C’était signé : tout cela venait de Norbert et Géraldine. En ouvrant le coffre à bijoux, la fée aperçut une petite carte. Elle l’ouvrit et lut :

« Je me doute que vous êtes au manoir Noël ce soir. Je voulais quand même vous souhaiter un joyeux Noël, à vous et à votre adorable fillette.

J’espère que l’esprit de Noël subsiste un peu là- bas. Si jamais le compte n’y est pas, n’hésitez pas à venir nous voir, nous vous accueillerons à bras ouverts.

Vos amis,

Norbert et Géraldine »

Célestine en resta stupéfaite. Anne-Marie Noël avait-elle récupéré ça chez Norbert, ou ce dernier le lui avait remis ?

-­ Anne-Marie ?

-­ Oui, ma chère ?

-­ Comment avez-vous eu cela ?

-­ Vous ne savez pas ? Traditionnellement, les lutins fabriquent un cadeau pour l’un des convives. Ce sont des employés de l’entreprise en temps normal. Même s’il a été licencié, Norbert tenait à vous offrir le vôtre. Il avait été un employé tellement fidèle, et je m’en voulais tellement pour lui… Je ne pouvais pas lui refuser ça.

-­ Même dans le malheur, ils sont toujours généreux… songea Célestine.

-­ Pardon ?

-­ Rien ! Je réfléchissais tout haut…

Célestine regarda sa fille, toujours ébahie devant ses automates à l’infinie complexité.

-­ Églantine chérie ?

-­ Oui Maman ?

-­ Va chercher ton manteau.

-­ Où on va ?

-­ Voir Norbert et Géraldine.

-­ Oh chouette ! Dit-elle avec enthousiasme.

Anne-Marie Noël, aussi appelée la Mère Noël, avait accepté de bon cœur de les emmener à la cité des Lutins. En voyant l’atmosphère qui y régnait, Célestine comprit bien mieux ce que voulait dire Norbert : les lutins chantaient dans les rues. Celles-ci étaient décorées et brillaient de mille feux. Çà et là, des braseros enflammés réchauffaient les cœurs et les corps. Et minuit sonnant, tout le monde se perdait en « Joyeux Noël » et en embrassades. Certaines personnes, après un vin chaud de trop, pouvaient verser une larme, qui pour les beaux jours révolus, qui pour la bonté de leurs amis…

Et dans la cohue des lutins en fête, les deux fées, la mère et la fille, aperçurent Norbert, avec ses deux enfants, en train de faire un bonhomme de neige.

Ce dernier afficha un sourire radieux en les voyant arriver.

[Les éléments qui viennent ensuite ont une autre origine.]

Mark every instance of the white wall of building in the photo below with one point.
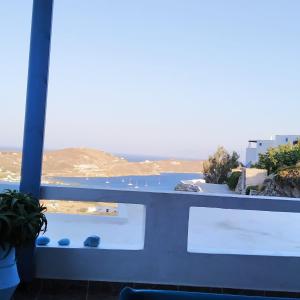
(262, 146)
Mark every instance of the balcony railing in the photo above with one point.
(165, 258)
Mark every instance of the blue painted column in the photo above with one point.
(36, 99)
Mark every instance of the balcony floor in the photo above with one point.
(88, 290)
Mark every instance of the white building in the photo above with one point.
(256, 147)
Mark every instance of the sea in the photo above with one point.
(162, 182)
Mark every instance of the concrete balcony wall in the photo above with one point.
(169, 257)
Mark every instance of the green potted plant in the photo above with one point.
(21, 221)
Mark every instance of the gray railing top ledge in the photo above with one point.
(183, 199)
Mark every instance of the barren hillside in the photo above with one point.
(82, 162)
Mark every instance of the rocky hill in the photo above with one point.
(83, 162)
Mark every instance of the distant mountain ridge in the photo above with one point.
(86, 162)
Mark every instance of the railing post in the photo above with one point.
(36, 99)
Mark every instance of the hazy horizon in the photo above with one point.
(158, 78)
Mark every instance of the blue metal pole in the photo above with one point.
(36, 99)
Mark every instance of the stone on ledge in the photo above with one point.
(92, 241)
(64, 242)
(42, 241)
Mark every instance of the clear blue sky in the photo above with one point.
(160, 77)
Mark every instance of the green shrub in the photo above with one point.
(251, 187)
(233, 179)
(279, 157)
(21, 219)
(218, 166)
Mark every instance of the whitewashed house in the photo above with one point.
(256, 147)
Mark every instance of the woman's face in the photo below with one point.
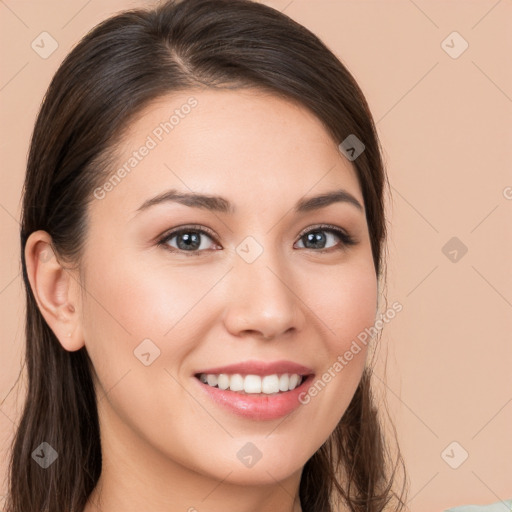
(243, 282)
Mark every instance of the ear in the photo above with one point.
(55, 289)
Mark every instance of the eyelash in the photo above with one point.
(346, 239)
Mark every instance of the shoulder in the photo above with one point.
(500, 506)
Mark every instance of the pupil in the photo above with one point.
(317, 237)
(190, 241)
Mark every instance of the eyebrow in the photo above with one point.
(222, 205)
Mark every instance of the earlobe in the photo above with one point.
(54, 289)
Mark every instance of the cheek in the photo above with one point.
(346, 303)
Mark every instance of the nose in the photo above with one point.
(263, 299)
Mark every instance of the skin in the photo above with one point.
(166, 447)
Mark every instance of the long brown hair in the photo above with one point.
(114, 72)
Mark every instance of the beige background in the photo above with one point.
(445, 124)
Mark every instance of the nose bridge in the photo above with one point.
(261, 295)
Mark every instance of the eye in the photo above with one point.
(189, 239)
(316, 238)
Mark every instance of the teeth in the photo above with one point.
(254, 384)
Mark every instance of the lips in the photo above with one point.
(257, 406)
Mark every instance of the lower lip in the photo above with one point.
(257, 406)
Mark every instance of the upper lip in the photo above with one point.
(261, 368)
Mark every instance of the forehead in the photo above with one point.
(238, 143)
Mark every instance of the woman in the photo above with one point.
(202, 246)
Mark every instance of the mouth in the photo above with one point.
(255, 397)
(251, 384)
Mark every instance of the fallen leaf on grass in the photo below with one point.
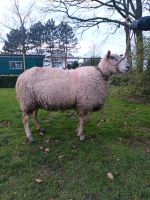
(110, 176)
(38, 180)
(61, 156)
(46, 150)
(47, 141)
(147, 150)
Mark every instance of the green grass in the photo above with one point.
(118, 142)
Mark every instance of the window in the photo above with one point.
(15, 64)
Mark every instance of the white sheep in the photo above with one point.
(84, 89)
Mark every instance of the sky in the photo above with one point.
(93, 42)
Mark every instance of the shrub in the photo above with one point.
(8, 81)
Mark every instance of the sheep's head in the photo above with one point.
(113, 63)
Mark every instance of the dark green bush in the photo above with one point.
(8, 81)
(120, 80)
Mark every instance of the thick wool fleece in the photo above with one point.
(53, 89)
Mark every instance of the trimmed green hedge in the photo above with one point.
(8, 81)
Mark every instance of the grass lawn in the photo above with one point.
(60, 167)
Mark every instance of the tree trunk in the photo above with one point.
(139, 50)
(128, 46)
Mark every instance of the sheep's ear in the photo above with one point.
(108, 54)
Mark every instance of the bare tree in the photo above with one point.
(19, 17)
(89, 13)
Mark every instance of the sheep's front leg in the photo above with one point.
(25, 118)
(37, 123)
(82, 120)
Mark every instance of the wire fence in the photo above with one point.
(65, 62)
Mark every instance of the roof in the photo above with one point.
(20, 55)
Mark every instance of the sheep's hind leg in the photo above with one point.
(37, 123)
(82, 120)
(25, 118)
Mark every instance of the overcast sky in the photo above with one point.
(92, 41)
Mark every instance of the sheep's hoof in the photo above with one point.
(82, 137)
(31, 140)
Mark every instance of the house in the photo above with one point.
(16, 64)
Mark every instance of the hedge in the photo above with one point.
(8, 81)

Sans faire de manières, Églantine se jeta dans ses bras, en criant :

-­ Joyeux Noël, Norbert !

-­ Joyeux Noël, la miss ! Venez vite vous réchauffer, vous allez attraper la mort !

Tous se réunirent autour d’un brasero dans lequel des marrons étaient en train de griller. La fée et sa fille en reçurent un cornet, ainsi qu’un beignet bourré de confiture.

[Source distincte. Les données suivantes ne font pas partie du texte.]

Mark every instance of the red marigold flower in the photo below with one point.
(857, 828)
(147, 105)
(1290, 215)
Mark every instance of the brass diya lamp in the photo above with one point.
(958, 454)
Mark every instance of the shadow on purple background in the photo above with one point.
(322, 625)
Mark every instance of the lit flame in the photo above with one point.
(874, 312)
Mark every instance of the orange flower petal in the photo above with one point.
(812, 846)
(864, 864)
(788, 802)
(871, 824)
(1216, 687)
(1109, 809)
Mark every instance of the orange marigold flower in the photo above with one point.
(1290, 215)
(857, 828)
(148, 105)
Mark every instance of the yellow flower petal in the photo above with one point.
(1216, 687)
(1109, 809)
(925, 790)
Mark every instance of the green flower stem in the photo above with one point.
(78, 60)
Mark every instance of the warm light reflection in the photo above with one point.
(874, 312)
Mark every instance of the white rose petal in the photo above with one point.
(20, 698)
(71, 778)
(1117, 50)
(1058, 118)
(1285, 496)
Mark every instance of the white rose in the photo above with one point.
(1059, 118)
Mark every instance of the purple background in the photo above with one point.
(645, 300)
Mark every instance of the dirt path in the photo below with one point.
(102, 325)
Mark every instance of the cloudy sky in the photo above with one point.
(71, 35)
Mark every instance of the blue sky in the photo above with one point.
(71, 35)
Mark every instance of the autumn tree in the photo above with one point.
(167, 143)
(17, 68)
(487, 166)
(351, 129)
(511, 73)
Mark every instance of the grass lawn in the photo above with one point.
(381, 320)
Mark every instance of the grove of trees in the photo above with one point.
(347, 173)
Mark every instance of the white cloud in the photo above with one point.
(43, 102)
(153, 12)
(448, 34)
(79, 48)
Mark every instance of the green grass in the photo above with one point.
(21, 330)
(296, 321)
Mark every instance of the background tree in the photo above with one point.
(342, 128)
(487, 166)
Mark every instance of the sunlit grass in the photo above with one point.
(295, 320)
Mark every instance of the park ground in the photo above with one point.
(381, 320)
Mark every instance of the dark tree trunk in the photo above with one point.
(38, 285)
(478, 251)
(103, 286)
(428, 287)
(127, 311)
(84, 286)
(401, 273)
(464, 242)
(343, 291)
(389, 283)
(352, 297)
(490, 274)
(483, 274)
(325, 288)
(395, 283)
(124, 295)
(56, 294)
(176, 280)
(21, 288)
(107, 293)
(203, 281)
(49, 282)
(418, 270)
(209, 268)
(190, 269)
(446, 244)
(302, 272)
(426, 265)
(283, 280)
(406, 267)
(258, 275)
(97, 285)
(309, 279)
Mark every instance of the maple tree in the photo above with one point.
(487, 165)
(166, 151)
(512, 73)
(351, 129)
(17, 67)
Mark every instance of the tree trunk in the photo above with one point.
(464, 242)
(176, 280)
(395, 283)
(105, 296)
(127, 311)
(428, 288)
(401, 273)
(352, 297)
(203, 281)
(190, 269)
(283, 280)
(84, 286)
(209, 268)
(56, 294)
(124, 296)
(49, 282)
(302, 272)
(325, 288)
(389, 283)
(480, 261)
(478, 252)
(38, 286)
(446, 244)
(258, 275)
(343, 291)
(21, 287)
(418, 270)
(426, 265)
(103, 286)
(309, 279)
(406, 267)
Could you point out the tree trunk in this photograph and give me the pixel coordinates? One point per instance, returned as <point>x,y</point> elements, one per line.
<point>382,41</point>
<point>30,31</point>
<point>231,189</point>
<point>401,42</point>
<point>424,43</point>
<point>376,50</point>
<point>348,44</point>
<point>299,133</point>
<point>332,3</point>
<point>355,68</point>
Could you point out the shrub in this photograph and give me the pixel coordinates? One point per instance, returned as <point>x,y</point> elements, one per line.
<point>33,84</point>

-­ Je voulais vous remercier, Norbert.

-­ C’est moi qui vous remercie d’être venues. Envers et contre tout, on essaie de faire survivre l’esprit de Noël. Et on est heureux que d’autres puissent en profiter. C’est ce que le Vieux aurait voulu.

Devant les invitations pressantes des Lutins à rester sur place, Célestine et Églantine, alors même qu’elles avaient laissé tous leurs bagages au manoir des Noël, décidèrent de découcher. Les deux fées furent un peu gênées. Elles n’avaient pas prévu de cadeaux.

-­ Le plus beau cadeau que vous pouviez nous faire, répliqua Norbert, c’est d’être des nôtres.

Mais Célestine et Églantine ne pouvaient se satisfaire de cela. Toutes deux conjuguèrent leurs efforts pour offrir un artefact magique à leurs hôtes : un feu qui ne s’éteignait jamais. C’était une petite flamme, qui brûlait du vide, enfermée dans un bocal. Elle pourrait continuer de brûler éternellement.

Ce présent, apparemment modeste, subsisterait aussi longtemps que la mère ou la fille vivraient. Elle serait donc là bien après que Norbert et ses enfants auraient quitté ce monde.

Le lutin fut ému de ce présent. Il allait trôner sur le poêle de son salon des années durant. Et le passage de Célestine et sa fille devint ainsi une tradition.